The apostles’ teaching provided the substance vital to a living faith. Fellowship met the social needs of the community of faith. Communion meant remembrance — a broken body and shed blood providing a sin offering for our transgressions. And prayer was the corporate and individual line of communication with the everlasting Father.
It’s little wonder the church grew. In this fertile ground of committed teaching, fellowship, communion, and prayer, the Lord was able to add “to their number daily those who were being saved” (2:47)
Key Verse: John 20:28 “And Thomas answered and said to Him, ‘My Lord and my God!'”

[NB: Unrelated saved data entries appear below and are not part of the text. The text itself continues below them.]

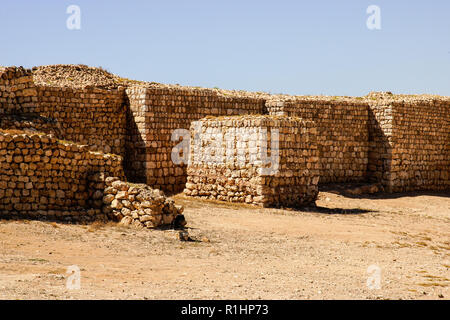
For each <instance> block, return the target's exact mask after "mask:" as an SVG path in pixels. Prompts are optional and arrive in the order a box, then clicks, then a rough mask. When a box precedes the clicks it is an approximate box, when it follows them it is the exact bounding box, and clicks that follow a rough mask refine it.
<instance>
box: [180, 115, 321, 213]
mask: <svg viewBox="0 0 450 320" xmlns="http://www.w3.org/2000/svg"><path fill="white" fill-rule="evenodd" d="M191 131H192V133H191V135H192V137H196V139H192V142H191V159H190V164H189V166H188V169H187V173H188V179H187V183H186V189H185V193H186V194H187V195H190V196H193V197H200V198H204V199H217V200H223V201H230V202H245V203H249V204H256V205H260V206H265V207H266V206H280V205H283V206H301V205H306V204H309V203H312V202H314V201H315V199H316V197H317V194H318V181H319V173H320V163H319V157H318V149H317V129H316V127H315V124H314V122H312V121H305V120H302V119H299V118H290V117H276V116H241V117H219V118H212V119H209V118H207V119H202V120H200V121H198V122H195V123H194V124H193V125H192V127H191ZM277 150H278V151H277Z"/></svg>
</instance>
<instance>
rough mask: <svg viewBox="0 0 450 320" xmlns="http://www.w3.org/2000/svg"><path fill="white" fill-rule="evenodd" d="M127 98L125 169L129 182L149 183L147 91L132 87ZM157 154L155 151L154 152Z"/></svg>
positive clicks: (148, 148) (126, 93)
mask: <svg viewBox="0 0 450 320" xmlns="http://www.w3.org/2000/svg"><path fill="white" fill-rule="evenodd" d="M126 96H127V104H128V107H127V114H126V122H127V135H126V142H125V161H124V167H125V172H126V175H127V178H128V180H130V181H133V182H138V183H145V182H147V178H146V177H147V176H146V159H147V150H149V152H150V151H151V143H150V144H149V146H148V147H147V144H146V143H145V141H146V140H147V138H146V137H147V133H148V130H147V124H146V114H147V111H148V110H149V106H148V105H146V101H147V89H146V88H143V87H137V86H136V87H131V88H127V90H126ZM153 153H155V151H153Z"/></svg>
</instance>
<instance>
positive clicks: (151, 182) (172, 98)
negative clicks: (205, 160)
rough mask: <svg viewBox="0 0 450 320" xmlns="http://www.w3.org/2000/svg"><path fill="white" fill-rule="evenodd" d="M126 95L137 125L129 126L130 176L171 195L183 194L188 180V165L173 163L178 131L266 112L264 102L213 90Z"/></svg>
mask: <svg viewBox="0 0 450 320" xmlns="http://www.w3.org/2000/svg"><path fill="white" fill-rule="evenodd" d="M127 93H128V95H129V100H130V109H131V114H132V115H133V117H134V124H133V123H131V124H130V123H129V124H128V125H129V126H134V128H133V127H132V128H131V129H129V130H131V133H132V136H131V139H130V141H131V143H130V147H129V148H128V150H132V151H131V159H129V160H128V161H129V165H127V168H128V169H127V173H128V172H130V171H131V174H130V176H135V177H136V178H138V179H137V181H138V182H145V183H147V184H148V185H150V186H152V187H154V188H157V189H162V190H164V191H166V192H169V193H173V192H179V191H182V190H183V188H184V186H185V183H186V177H187V174H186V164H174V163H173V162H172V159H171V153H172V149H173V147H174V146H176V145H177V144H178V143H179V142H180V141H182V138H180V140H177V141H172V134H173V133H174V131H175V130H176V129H185V130H189V128H190V125H191V122H192V121H195V120H199V119H201V118H203V117H205V116H226V115H244V114H261V113H262V112H263V108H264V100H262V99H258V98H250V97H240V96H235V95H230V96H226V95H224V94H219V93H217V92H215V91H214V90H210V89H190V88H189V89H188V88H161V87H137V88H134V87H132V88H128V90H127ZM131 120H133V118H131ZM130 168H131V169H130ZM144 178H145V180H144Z"/></svg>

Arthur John Gossip writes, “That night that Christ came, Thomas had not been present. We do not know why. But is there not here a warning for us not to forsake the assembling of ourselves together? How much many miss, who make only an occasional, spasmodic, irregular appearance at the worship of God in his house! ‘For where two or three are gathered together in my name, there am I in the midst of them’, so Christ promises (Mt. 18:20). And sometimes surely had they been there, to them, too, He would have appeared!” (Interpreters Bible, Vol. 8, p. 798).
John has already presented Thomas to us as fatalistically daring (11:16) and bluntly skeptical (14:5). He was pragmatic and honest. He wasn’t about to be caught up in the hysteria and the unreal imaginings of a distraught and devastated group of cloistered disciples. Yes, he was disappointed, bitterly so, just like the rest of them. But he was not going to be party to a delusive reconstruction of Jesus. He was dead, period. so let’s accept that and get real. The sooner we can get on with life, the better.
Frankly, I identify with Thomas. He cherished the truth.
And the Truth cherished him. A week later; Jesus made a gracious concession to Thomas’ skepticism. “Put your finger here, and see My hands; and put out your hand, and place in it My side; do not be faithless, but believing” (20:27). Thomas’ response is the response of the Church, “My Lord and my God!”
Church history tells us Thomas was the one disciple who travelled the farthest to a martyr’s grave. In so doing, he brought the message of the risen Saviour to the sub-continent of India. Thank God for Thomas!
Jesus’ Birth 1:18-25 Part 1
Matthew’s account of Jesus’ birth is blunt and to the point, lacking Luke’s beguiling detail. Matthew seems to rush into the messianic narrative, impatient to recount Jesus’ powerful, earth-shaking ministry. So he summarizes the story of the incarnation. But the words he does use are charged with meaning.
The word Matthew employs to depict Joseph and Mary’s marital status is “betrothed” or “engaged” in the Greek. The NIV translates it as “pledged”. We modern readers need a little help with this, because Joseph is referred to as Mary’s “husband”, not “fiancé”.
In those days marriages were arranged by the parents and/or a matchmaker. From there earliest memory Mary would have known that Joseph was her intended husband. Their “betrothal” was totally bindings and could be broken only by death or “divorce”. When the day came where within a year she would be married she would call Joseph her “husband” and he would call Mary his “wife”. But, there would be sexual union until he “took her into his house” after that twelve month period. If, on the other hand, a man were marrying a widow that trial period was reduced to one month.
So even thought Joseph and Mary were not yet married, Matthew tells us in v. 19, “Because Joseph her husband was faithful to the law, and yet did not want to expose her to public disgrace he had in mind to divorce her quietly.”
Joseph was “law-abiding”, a righteous man. He was also kind. He didn’t ask questions or confront Mary with her extra-marital pregnancy. He simply decided to protect her dignity and privately divorce her. Impressive.